Wie bei anderen beliebten Genres hilft es im Jazz, ein solides kommerzielles Fundament zu haben, bevor man experimentiert. Miles Davis veröffentlichte Kind of Blue, das bestverkaufte Jazzalbum aller Zeiten, bevor er in seinem klassischen Album Bitches Brew von 1970 elektrische Gitarren hinzufügte. John Coltrane spielte nicht nur auf Kind of Blue, sondern hatte auch ein paar eigene Bestseller — er konnte sich leisten, sich mit mittleröstlichen Einflüssen zu umgeben. Der Avantgarde-Jazzpionier Cecil Taylor musste etwas warten, bevor er seine Lorbeeren erhielt, während er neue Wege beschritt. Sein komplexer Stil machte es zunehmend schwieriger, Arbeit zu finden. „Ich wusch Teller in einem Restaurant, während über mich in Zeitschriften wie DownBeat geschrieben wurde,“ sagte er zu Downbeat im Jahr 1990. „Und das war sehr gut für mich, denn ich musste entscheiden, was ich wirklich tun wollte. Wollte ich meine Ideale wirklich stark genug verfolgen? Es war der einzige Weg, um zu lernen, dass dem so war.”

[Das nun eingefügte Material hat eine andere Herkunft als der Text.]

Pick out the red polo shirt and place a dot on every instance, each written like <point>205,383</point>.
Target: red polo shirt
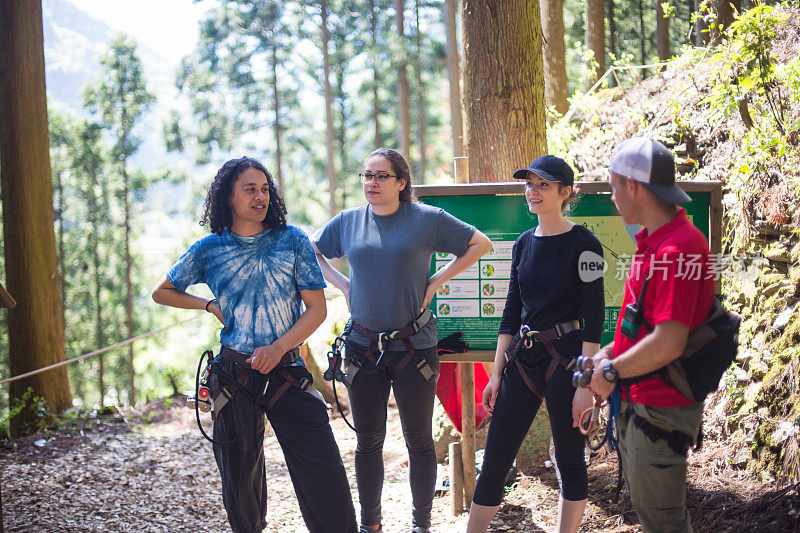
<point>680,288</point>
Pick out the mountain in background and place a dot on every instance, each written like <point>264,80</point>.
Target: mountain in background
<point>73,44</point>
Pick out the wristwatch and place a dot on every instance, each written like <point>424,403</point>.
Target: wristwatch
<point>610,373</point>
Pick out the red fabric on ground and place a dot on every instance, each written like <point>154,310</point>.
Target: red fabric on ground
<point>448,390</point>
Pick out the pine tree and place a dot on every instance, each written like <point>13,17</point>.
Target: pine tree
<point>36,335</point>
<point>119,99</point>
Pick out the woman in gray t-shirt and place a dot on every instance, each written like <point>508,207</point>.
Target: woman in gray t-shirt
<point>389,243</point>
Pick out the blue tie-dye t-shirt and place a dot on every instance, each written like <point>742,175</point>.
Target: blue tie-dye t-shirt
<point>257,280</point>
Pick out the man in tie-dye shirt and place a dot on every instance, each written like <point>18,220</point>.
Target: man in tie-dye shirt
<point>268,296</point>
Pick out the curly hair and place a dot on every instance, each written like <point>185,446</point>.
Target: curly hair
<point>218,213</point>
<point>400,168</point>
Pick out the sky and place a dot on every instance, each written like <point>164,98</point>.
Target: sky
<point>167,26</point>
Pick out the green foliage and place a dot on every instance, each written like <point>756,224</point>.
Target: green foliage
<point>747,65</point>
<point>35,405</point>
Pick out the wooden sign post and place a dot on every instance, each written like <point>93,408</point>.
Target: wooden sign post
<point>6,301</point>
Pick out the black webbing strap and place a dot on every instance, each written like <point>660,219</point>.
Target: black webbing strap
<point>378,338</point>
<point>526,338</point>
<point>288,379</point>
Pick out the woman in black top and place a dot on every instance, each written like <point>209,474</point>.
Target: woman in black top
<point>548,292</point>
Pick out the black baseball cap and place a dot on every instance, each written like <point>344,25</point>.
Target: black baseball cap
<point>550,168</point>
<point>650,163</point>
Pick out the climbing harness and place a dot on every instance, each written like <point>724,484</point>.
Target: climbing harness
<point>527,338</point>
<point>379,341</point>
<point>214,386</point>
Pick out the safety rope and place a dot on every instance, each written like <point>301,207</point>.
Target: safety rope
<point>96,352</point>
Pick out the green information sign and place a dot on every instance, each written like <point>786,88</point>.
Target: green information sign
<point>473,301</point>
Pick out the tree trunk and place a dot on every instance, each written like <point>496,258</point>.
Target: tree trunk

Taylor gewann das MacArthur-Stipendium im Jahr nach dem Interview und erhielt zwei Jahrzehnte zuvor das renommierte Guggenheim-Stipendium, sodass Taylors Genie nicht unbemerkt geblieben ist. Aber vielleicht ist das, was ihn vom allgemeinen Musiklexikon fernhält, dass er nicht wirklich daran interessiert ist, dieses Genie zugänglich zu machen. Im Zentrum seiner Legende steht seine Ablehnung grundlegender Jazzkonzepte und -strukturen, eine Weltanschauung, die seine Meisterwerke von 1966, Unit Structures und Conquistadors!, leitete. Er mied nicht ganz den Traditionalismus — tatsächlich hat er vorher über seine Wertschätzung für europäische Konstrukte gesprochen. Aber er glaubte, dass sie disassembliert und remixed ebenso gültig sind. "Sehen Sie, was weiße Intellektuelle konfrontieren müssen, ist die schwarze Methodik, die diese Musik schafft", sagte er zu Jazz & Pop Music im Jahr 1971. "Stravinsky und Bartók machten eine Aussage auf eine bestimmte Weise, aber die Schwarzen fügten es anders zusammen - auf ihre Weise."

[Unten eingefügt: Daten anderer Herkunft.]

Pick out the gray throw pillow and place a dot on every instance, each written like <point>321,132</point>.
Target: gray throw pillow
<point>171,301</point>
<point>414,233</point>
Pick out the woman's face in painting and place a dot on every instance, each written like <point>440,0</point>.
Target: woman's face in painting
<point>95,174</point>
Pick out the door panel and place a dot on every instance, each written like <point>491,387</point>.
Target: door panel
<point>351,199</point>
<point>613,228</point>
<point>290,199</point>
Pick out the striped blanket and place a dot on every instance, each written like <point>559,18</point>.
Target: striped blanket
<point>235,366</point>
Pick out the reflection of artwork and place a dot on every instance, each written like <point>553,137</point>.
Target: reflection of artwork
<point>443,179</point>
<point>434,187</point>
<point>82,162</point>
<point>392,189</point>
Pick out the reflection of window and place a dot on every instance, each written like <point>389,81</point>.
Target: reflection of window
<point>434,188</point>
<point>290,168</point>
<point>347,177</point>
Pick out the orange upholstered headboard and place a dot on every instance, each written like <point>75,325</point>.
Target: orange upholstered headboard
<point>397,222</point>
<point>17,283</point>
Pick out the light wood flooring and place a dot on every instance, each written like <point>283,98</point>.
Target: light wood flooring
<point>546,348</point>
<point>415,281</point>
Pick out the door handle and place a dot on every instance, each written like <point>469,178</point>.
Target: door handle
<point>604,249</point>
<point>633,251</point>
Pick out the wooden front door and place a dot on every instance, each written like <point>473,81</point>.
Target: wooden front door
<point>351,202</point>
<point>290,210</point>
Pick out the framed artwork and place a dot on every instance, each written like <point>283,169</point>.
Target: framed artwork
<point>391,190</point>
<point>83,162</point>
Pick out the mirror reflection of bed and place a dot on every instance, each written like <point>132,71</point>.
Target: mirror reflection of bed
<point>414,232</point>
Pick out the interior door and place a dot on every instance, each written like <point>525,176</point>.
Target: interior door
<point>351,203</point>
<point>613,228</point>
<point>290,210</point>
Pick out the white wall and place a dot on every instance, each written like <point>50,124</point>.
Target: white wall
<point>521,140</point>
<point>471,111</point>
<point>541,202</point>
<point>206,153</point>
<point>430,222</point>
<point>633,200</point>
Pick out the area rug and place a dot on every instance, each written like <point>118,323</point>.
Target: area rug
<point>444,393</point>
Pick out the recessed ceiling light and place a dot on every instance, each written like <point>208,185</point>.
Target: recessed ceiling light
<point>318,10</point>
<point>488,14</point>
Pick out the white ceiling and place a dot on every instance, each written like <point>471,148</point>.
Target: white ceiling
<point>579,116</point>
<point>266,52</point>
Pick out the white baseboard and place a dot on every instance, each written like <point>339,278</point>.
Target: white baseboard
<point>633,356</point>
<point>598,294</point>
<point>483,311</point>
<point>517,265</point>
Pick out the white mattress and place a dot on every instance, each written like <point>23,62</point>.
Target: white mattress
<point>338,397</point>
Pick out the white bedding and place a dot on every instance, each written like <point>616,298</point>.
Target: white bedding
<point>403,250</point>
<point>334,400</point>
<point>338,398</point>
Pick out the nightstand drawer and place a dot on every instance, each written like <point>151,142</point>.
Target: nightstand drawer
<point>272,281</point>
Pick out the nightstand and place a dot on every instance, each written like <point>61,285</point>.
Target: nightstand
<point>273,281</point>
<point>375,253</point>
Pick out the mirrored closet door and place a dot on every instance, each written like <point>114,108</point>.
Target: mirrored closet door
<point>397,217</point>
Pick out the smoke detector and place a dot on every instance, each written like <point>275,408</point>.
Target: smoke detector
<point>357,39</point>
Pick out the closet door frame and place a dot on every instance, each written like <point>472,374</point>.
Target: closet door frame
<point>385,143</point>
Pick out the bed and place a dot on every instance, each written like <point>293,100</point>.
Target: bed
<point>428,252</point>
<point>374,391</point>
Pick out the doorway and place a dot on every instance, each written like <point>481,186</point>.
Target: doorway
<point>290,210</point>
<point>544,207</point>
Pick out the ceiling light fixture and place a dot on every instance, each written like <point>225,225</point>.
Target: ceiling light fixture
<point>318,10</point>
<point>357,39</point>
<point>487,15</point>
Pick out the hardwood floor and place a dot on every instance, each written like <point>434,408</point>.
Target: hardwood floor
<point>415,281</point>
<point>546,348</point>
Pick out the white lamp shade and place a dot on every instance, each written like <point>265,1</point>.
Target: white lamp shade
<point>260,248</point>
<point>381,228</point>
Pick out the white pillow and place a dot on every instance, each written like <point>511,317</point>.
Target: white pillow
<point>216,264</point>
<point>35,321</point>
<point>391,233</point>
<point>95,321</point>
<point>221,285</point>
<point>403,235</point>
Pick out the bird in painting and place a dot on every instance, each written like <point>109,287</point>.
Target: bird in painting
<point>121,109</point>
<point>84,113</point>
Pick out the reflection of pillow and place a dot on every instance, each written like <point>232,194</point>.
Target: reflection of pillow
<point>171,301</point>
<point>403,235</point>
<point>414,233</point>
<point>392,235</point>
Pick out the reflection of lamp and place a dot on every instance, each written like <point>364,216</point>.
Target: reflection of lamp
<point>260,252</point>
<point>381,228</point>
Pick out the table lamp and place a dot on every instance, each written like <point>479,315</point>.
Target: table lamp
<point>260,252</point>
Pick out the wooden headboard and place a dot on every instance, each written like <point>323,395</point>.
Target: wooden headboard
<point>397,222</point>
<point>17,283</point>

Zu der Zeit, als er am 5. April starb, entdeckten viele andere Hörer, die bereit waren, sich in Taylors verworrene Klänge zu vertiefen, dasselbe. Hier sind die wesentlichen Punkte für einen der innovativsten Köpfe des Jazz:
Taylors erstes Album klingt im Vergleich zu seinen späteren Werken recht konventionell aus einem ziemlich offensichtlichen Grund: Vier der sieben Titel sind Jazzstandards, zwei von ihnen stammen von den Genrelegenden Thelonious Monk ("Bemsha Swing") und der Schlüsselinspiration Duke Ellington ("Azure"). Aber Jazz Advance ist nicht so traditionell, dass es keine Hinweise auf seinen typischen avantgardistischen Ansatz zeigt. Momente wie die verrückten Stöße des Schlagzeugers Denis Charles auf Taylors Original "Charge ‘Em Blues" deuten auf die Wut hin, die selbst die späteren Aufführungen seiner Bands erfassen würde. Selbst recht einfache Standards wie "You'd Be So Nice to Come Home To" werden hier dekonstruiert und auf der Leinwand von Taylors Klavier neu geformt. Von hier an würde es seltsamer (und besser) werden.

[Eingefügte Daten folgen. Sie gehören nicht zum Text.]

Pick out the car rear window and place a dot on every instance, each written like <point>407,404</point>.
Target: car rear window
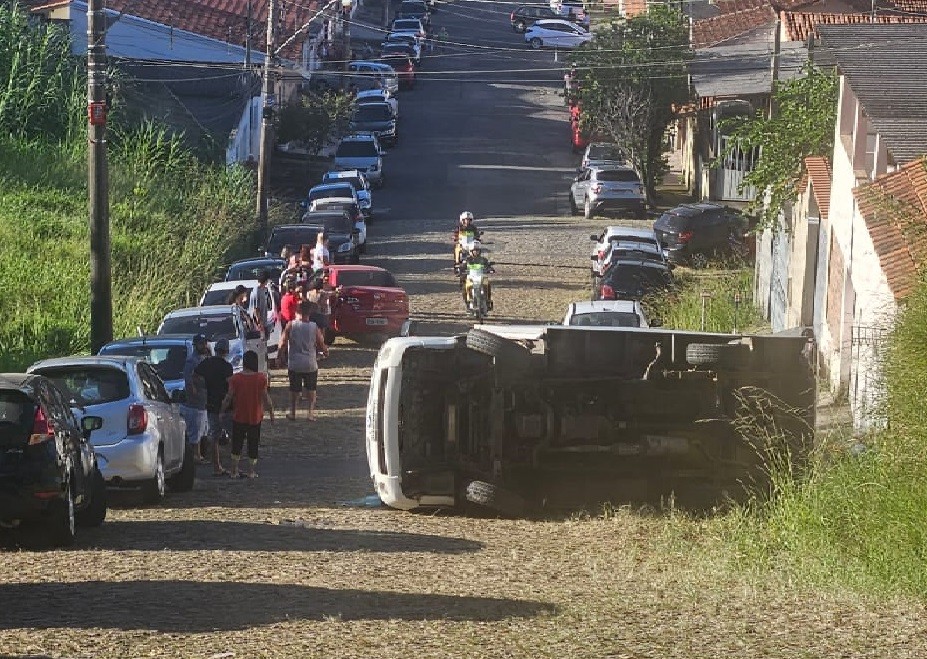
<point>618,175</point>
<point>90,385</point>
<point>16,414</point>
<point>605,319</point>
<point>168,360</point>
<point>214,327</point>
<point>356,149</point>
<point>366,278</point>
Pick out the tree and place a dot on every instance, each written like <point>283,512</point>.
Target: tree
<point>631,78</point>
<point>315,119</point>
<point>802,125</point>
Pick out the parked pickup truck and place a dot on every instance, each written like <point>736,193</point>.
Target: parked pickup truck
<point>512,418</point>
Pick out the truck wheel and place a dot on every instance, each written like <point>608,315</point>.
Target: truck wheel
<point>727,355</point>
<point>487,495</point>
<point>508,354</point>
<point>95,512</point>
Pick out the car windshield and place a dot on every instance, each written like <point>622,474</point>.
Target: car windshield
<point>618,175</point>
<point>295,236</point>
<point>249,271</point>
<point>366,278</point>
<point>605,152</point>
<point>214,327</point>
<point>606,319</point>
<point>167,360</point>
<point>371,112</point>
<point>89,385</point>
<point>357,149</point>
<point>220,296</point>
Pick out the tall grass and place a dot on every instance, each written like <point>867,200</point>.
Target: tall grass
<point>856,520</point>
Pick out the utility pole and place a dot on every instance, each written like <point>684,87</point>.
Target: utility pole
<point>267,117</point>
<point>345,40</point>
<point>101,288</point>
<point>777,51</point>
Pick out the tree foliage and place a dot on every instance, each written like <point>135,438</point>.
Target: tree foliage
<point>802,125</point>
<point>314,119</point>
<point>630,78</point>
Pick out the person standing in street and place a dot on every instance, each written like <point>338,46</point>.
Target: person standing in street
<point>303,340</point>
<point>193,409</point>
<point>247,398</point>
<point>216,372</point>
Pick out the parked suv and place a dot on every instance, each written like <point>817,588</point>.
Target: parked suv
<point>692,233</point>
<point>525,15</point>
<point>607,188</point>
<point>48,468</point>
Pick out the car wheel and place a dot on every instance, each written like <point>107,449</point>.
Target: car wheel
<point>61,525</point>
<point>183,480</point>
<point>153,490</point>
<point>493,497</point>
<point>95,512</point>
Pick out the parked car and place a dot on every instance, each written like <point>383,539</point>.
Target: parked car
<point>369,301</point>
<point>251,269</point>
<point>693,233</point>
<point>632,279</point>
<point>607,313</point>
<point>404,67</point>
<point>376,118</point>
<point>363,153</point>
<point>49,474</point>
<point>607,188</point>
<point>556,33</point>
<point>218,294</point>
<point>358,181</point>
<point>525,15</point>
<point>378,96</point>
<point>602,154</point>
<point>226,321</point>
<point>167,353</point>
<point>340,205</point>
<point>140,443</point>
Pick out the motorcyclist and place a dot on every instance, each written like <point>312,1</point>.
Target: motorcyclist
<point>465,226</point>
<point>476,261</point>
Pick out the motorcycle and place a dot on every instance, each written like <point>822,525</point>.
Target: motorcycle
<point>477,300</point>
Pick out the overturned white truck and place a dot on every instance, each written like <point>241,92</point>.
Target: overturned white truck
<point>512,418</point>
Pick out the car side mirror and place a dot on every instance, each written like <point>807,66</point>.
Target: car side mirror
<point>90,423</point>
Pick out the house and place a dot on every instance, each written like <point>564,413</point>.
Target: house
<point>870,240</point>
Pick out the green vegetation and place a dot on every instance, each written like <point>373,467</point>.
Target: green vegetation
<point>174,219</point>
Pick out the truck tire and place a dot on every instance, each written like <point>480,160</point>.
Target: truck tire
<point>726,355</point>
<point>493,497</point>
<point>509,355</point>
<point>95,512</point>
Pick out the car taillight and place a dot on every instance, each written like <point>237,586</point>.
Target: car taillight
<point>42,428</point>
<point>137,419</point>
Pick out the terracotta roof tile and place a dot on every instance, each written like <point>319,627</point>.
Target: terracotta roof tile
<point>718,29</point>
<point>818,170</point>
<point>799,25</point>
<point>894,207</point>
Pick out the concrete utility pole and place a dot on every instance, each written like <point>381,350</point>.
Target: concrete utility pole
<point>267,117</point>
<point>101,288</point>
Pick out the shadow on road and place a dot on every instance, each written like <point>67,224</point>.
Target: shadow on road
<point>192,606</point>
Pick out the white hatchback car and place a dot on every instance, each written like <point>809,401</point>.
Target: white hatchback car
<point>556,33</point>
<point>607,313</point>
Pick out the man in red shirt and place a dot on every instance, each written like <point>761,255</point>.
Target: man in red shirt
<point>247,398</point>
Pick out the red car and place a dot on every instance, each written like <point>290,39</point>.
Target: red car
<point>368,301</point>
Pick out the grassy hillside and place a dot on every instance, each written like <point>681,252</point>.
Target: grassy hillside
<point>175,221</point>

Looking Ahead! findet Taylor immer noch in der zugänglicheren Phase seiner Karriere, obwohl seine Klänge ein wenig fantastischer sind als bei Jazz Advance. Taylors Soloausbrüche sind nicht so absurd wie sie in den 60ern werden würden, aber es gab keinen Zweifel, dass er ein Virtuose war. Seine Fähigkeiten sind hier am annehmbarsten, besonders bei dem langen Schnitt "Excursion on a Wobbly Rail" aus Looking Ahead. Taylor würde den Bassisten des Albums, Buell Neidlinger, und den Schlagzeuger Denis Charles Anfang der 60er Jahre in seltsamere Territorien führen.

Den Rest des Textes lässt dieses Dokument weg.